The Emo Show: Raúl Zamudio, "Mi Rasa es Tu Rasa"
April 18, 2013
Teplin in Emma McCagg, Raúl Zamudio, Teresa Serrano, Wojtek Ulrich

Emma K. McCagg, “Annie Get Your Gun”; 2010; Oil on canvas with glitter; 34 x 38 inches

The artworks selected for The Emo Show are meant to produce catharsis in the viewer via the emotions of humor, anger, and terror. These emotions are part of the ancient Indian aesthetic system known as Rasa. Rasa qualifies a work of art regardless whether it’s visual, literary, musical, or performative via its powerful embodiment of a particular emotion. The emotional purview of Rasa is broad and encompasses fear, love, wonder and so forth, which, in turn, have their associated colors including black for terror.

As a framework formed from a different cultural location, Rasa reveals the limitations of traditional Western aesthetics that privileged mimesis, ethnocentric notions of beauty, and standards of artistic production that can be characterized as academic.  Whereas Western aesthetics is vertical, hierarchical, and singular, Rasa implies a kind of horizontality and is more inclusive and pluralistic.

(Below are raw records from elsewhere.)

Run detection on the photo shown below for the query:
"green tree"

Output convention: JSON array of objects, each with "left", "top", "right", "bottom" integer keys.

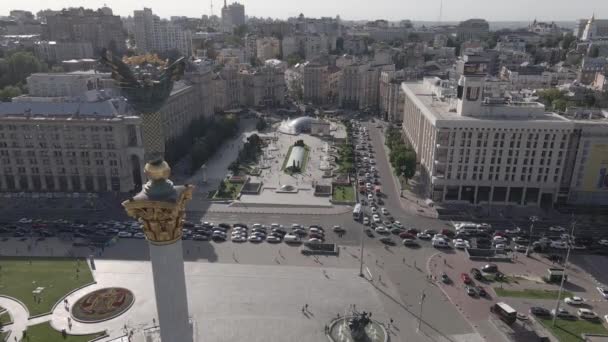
[
  {"left": 589, "top": 45, "right": 600, "bottom": 58},
  {"left": 561, "top": 33, "right": 576, "bottom": 50},
  {"left": 0, "top": 51, "right": 48, "bottom": 89},
  {"left": 286, "top": 53, "right": 303, "bottom": 67},
  {"left": 218, "top": 180, "right": 227, "bottom": 194},
  {"left": 0, "top": 85, "right": 22, "bottom": 102},
  {"left": 552, "top": 99, "right": 568, "bottom": 112},
  {"left": 228, "top": 161, "right": 241, "bottom": 175}
]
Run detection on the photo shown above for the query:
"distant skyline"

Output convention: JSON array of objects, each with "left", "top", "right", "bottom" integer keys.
[{"left": 3, "top": 0, "right": 607, "bottom": 22}]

Thus an aria within the context of Rasa, for example, is not valued aesthetically because it’s a textbook model of correct execution; rather, its valence is based on audience response to where it is so moved its experience of the song becomes transformative. But transformation is nothing if it does not produce catharsis. And this was the underlying motivation in selecting works by the following artists: Emma McCagg, Teresa Serrano, and Wojtek Ulrich

Emma McCagg’s paintings are a confluence of the ubiquitous baby picture and a kind of vintage “girly” magazine. They consist of the heads of babies on adult bodies that are suggestively posed that question a society whose children are sexualized when dressed like adults and goaded to perform flirtatiously beyond their years. This is belied by another concomitant narrative in McCagg’s paintings:  the desire of older women to retain their youth through cosmetic surgeries. Similarly addressing issues of what might be considered feminist, is Teresa Serrano’s video titled La Piñata (2003). Whereas McCagg’s approach to her subject matter comes from the emotion of humor, Serrano affects us through anger in a work alluding to misogyny and what may be called femicide. Her video begins with a middle-class man hitting the proverbial piñata. But this is a female effigy based on a latex sex doll outfitted with a wig made from human hair. After the piñata’s destruction with attendant sexual and misogynistic overtones, the work’s coda entails a scrolling text that refers to the murder of more than 300 women in Cuidad Juarez, Mexico that remain unsolved. Rounding out the selected works is Wojtek Ulrich’s single-channel video projection titled The Dog (2011). Working with the emotion of terror, Ulrich’s piece consists of a large pig affixed to what appears to be a cross, which is then submerged in shark-infested waters off the Bahamian coast and violently devoured.  Although one could misconstrue this work as being solely about iconoclasm, it triangulates nature as zoomorphic, anthropomorphic and archetypally. This otherworldly environment is like an unnamable primeval locus; however because of humanity’s ongoing destruction of itself and of nature, it is a now a Garden of Eden.........gone amok.

Raúl Zamudio, born in Tijuana, Mexico, is a New York City-based independent curator and writer, and an alumnus of the Whitney Independent Study Program in Critical Studies. He has curated or co-curated more than 90 exhibitions in the Americas, Asia and Europe and as a writer, more than 200 of his texts have been published in books, catalogs, journals, and magazines.